Candidate: Mohamed Hamouda

Title: Energy Trading Platforms for Isolated and Inter-connected Microgrids Utilizing Adapted Blockchain

Date: November 30, 2020

Time: 2:30 PM


Supervisor(s): Salama, Magdy


The rapid increase in microgrid technology development has led to a decentralized yet interconnected system that is highly flexible and dynamic. This will change the planning and operational strategies from being grid-connected microgrids (MGs) that switch to islanded mode only during abnormal conditions (i.e., faults) to being sustainable self-adequate MGs that are designed to maintain secure and reliable operation at all times. Moreover, the tremendous increase in the development of energy storage systems, coupled with the continuous decrease in storage costs, makes it much more technically and economically viable for MGs to operate within these new system boundaries. This development entails advancements in the operation, protection, and energy management of MGs.

One of the crucial motivations for this thesis is establishing an energy trading platform that leverages these new trends in microgrid technology. The novel trading platform should be efficient, reliable, swift, scalable, fair, transparent, and executable. Current MGs lack the appropriate energy trading mechanisms to enable all microgrid participants to trade energy securely and swiftly. Fortunately, flourishing blockchain technology represents a feasible and reliable solution to facilitate this market while maintaining the aforementioned market characteristics at no third-party costs.

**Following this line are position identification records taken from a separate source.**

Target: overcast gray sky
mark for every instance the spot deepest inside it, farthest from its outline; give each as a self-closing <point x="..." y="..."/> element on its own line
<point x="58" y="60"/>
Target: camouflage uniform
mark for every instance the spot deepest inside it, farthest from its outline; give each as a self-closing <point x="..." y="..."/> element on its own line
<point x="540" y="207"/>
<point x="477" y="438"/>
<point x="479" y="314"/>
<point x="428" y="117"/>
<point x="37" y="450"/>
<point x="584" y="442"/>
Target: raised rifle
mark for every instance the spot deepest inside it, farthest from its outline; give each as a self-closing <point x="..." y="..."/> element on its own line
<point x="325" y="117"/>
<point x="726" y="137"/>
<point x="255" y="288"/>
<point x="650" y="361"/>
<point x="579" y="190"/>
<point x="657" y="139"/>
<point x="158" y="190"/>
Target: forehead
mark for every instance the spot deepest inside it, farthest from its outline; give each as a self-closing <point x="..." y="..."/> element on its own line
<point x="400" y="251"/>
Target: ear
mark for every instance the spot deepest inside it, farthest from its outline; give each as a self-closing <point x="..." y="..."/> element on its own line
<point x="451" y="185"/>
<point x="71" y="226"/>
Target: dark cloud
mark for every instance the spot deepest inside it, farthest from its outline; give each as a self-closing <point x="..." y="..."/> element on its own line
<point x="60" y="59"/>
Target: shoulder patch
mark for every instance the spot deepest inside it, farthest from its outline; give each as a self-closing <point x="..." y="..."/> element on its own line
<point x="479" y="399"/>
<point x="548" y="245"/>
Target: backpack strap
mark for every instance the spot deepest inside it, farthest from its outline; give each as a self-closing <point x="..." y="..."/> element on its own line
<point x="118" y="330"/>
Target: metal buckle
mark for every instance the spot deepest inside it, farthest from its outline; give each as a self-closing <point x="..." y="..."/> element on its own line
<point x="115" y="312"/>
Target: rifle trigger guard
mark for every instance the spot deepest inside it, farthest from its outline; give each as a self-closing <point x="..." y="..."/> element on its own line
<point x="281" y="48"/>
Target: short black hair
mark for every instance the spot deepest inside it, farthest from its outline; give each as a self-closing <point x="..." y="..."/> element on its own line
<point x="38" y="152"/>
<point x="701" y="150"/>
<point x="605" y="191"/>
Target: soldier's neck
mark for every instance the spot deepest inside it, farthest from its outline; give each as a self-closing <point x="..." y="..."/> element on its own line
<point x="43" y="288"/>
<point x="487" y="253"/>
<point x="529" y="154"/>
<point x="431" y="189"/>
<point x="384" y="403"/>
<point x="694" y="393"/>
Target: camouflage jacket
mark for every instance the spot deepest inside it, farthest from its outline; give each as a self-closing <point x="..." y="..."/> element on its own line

Recently, energy trading in the active distribution system of Distributed Generation (DG) units that are dispatchable and renewable is gaining significant attention from utilities and regularities. The concept of transactive energy based on blockchain technology has been introduced to the electricity industry to enable more flexibility, including higher penetration of renewable energy. However, in this new decentralized market paradigm for MGs and active distribution systems, some serious challenges need to be further investigated by answering the following fundamental questions: Who will be allowed to participate in the market? Who is responsible for operating the market? Who will be responsible for system reliability and security? Who will be responsible for setting the price and for determining how interconnected markets will interact? In addition to finding robust answers to these questions, another significant challenge in the new market paradigm is developing a business model for utilities that preserves their interests.

This research aims to provide a coherent framework for a novel energy trading paradigm. First, existing blockchain technology is adapted, modified, and integrated with the market model so that during unconfirmed transactions, the credit hold will allow participants with/without historical credibility to join the market. This approach will enable any entity in the MG to participate by offering or requesting energy. Next, a new centralized-based energy trading platform is developed to facilitate energy trading among the interconnected MGs. This platform is formulated for the MGs participating in a restricted centralized distribution system. Finally, a decentralized sequential-based energy trading platform is introduced in this thesis to enable independent energy trading in the distribution system. The proposed energy trading platform is structured in a blockchain-based modular fashion and can be extended to include numerous MGs.